The state of Illinois can’t pay its bills, according to the local CBS affiliate in Chicago. Illinois has a $3 billion cash gap in its budget, and is now pushing vendor payments out to three months on average. One health-care provider that supports at-home care may have to shut its doors and lay off its employees while it waits for almost a million dollars owed by the state:
The State of Illinois’ pile of unpaid bills has grown to a record-breaking $3 billion. Comptroller Dan Hynes said Tuesday it’s never before been this bad at this point in any previous fiscal year. CBS 2 Political Editor Mike Flannery reports that some social service agencies that rely heavily on state reimbursement warn they will soon be forced out of business.
Hynes said that things are likely to get worse before the state’s bleak revenue picture begins to improve. …
It’s all very discouraging to the physician who runs Family Home Service.
Dr. Norman James said he does not have enough cash to pay his 250 employees this Friday. He said he may have to close the doors, leaving more than 450 clients without the support they need to stay in their own homes and out of expensive nursing homes.

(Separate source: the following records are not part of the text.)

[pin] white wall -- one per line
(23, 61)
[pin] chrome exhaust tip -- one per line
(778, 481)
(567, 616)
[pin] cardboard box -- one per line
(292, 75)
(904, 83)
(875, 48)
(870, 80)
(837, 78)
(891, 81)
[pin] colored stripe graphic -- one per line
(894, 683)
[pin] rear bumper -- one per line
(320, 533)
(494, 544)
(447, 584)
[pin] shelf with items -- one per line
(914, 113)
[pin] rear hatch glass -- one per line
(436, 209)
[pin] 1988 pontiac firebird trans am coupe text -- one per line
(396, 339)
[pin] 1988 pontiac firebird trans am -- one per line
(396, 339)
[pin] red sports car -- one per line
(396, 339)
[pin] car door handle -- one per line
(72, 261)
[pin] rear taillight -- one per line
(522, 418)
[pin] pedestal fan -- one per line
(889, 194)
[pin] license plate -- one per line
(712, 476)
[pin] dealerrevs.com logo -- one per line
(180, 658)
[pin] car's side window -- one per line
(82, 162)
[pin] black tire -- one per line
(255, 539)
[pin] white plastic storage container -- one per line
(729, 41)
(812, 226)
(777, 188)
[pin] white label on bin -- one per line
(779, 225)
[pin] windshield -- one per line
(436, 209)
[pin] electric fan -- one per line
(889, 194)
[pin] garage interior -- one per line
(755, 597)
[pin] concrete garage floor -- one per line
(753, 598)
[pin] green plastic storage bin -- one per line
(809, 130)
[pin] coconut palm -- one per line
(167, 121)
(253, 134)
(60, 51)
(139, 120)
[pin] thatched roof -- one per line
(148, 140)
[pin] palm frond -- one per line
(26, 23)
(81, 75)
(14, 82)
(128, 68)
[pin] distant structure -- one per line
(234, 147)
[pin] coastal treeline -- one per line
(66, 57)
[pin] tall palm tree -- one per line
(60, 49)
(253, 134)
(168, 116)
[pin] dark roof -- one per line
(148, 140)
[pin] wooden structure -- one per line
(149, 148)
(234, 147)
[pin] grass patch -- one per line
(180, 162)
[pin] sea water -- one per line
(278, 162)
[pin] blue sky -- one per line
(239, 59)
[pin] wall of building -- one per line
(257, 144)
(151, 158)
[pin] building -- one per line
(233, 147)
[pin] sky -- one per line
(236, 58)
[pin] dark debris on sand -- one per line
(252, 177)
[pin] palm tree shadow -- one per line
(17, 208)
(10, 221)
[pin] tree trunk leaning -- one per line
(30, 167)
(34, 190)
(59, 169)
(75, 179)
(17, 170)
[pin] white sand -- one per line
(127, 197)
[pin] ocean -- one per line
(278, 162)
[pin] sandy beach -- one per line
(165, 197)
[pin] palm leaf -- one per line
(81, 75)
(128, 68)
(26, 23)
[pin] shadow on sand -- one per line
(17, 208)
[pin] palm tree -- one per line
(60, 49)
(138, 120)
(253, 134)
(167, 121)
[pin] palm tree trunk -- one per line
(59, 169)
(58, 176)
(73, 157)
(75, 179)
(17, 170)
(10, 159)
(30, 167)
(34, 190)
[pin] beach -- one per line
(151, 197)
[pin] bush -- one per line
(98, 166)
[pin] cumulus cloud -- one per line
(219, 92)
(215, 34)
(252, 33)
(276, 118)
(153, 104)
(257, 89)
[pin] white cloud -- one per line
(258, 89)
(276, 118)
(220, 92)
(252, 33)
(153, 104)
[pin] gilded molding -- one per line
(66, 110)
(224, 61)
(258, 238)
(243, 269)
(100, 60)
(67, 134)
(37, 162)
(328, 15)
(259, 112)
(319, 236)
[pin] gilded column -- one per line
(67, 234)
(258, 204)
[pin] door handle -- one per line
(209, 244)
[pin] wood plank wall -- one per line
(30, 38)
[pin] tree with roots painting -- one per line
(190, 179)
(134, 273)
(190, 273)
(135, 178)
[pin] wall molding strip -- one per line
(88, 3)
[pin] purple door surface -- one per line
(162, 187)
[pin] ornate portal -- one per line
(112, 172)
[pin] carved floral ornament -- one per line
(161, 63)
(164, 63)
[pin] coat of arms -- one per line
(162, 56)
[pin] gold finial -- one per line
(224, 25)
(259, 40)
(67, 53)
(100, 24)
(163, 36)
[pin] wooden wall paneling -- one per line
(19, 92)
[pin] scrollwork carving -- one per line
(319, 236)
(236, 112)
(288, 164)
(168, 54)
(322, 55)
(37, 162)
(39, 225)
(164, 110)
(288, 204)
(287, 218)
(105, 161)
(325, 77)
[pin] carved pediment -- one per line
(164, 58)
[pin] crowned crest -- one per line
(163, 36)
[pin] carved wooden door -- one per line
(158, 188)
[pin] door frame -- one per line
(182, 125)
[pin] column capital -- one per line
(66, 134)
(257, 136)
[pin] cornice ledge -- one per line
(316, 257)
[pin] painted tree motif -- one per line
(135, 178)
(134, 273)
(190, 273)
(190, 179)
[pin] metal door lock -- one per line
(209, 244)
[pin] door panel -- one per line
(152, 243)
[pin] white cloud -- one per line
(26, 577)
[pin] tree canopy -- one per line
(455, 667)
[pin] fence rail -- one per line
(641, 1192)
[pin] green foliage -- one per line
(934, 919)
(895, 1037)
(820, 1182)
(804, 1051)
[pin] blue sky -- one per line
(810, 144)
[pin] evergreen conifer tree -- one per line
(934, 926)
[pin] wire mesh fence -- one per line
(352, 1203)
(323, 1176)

Dr. James said his bank had tripled the size of his line of credit, but that money is now all gone. Dr. James said Illinois owes his agency $900,000, about $700,000 of it past due by up to five months.
But the state legislature and governor are responding to this budget emergency, right? After all, tax revenues are falling, creditors are calling at a rate of 2600 calls per week, and vital services will cease operations unless something gets done quickly to free up cash. Cities and counties, which get a share of state funds, are also getting put off. Unfortunately, the governing class in Illinois, including Governor Pat Quinn, have decided to put off a solution until next year.
There are two lessons from this. The least important one is the folly of attempting to get the Olympics, an event which requires massive capital for years before one dime of revenue is seen. Illinois and Chicago simply didn’t have the resources to stage the event. Had they actually won the bid, no one can doubt that federal tax dollars would have had to be used to bail out Chicago’s Olympic indulgence.
More importantly, it highlights a big problem in ObamaCare, which relies on a large expansion of Medicaid to provide health insurance coverage to currently-uninsured low-income earners. That acts as a huge cost transfer from Washington to the states for ObamaCare, as the states have to pony up most of the Medicaid reimbursements to providers. Instead of having these safety-net providers go under, Illinois residents would be seeing a massive decline in provider availability under these circumstances, which would (a) drive costs up as demand gets funneled to a reduced supply, and (b) increase wait times for treatment.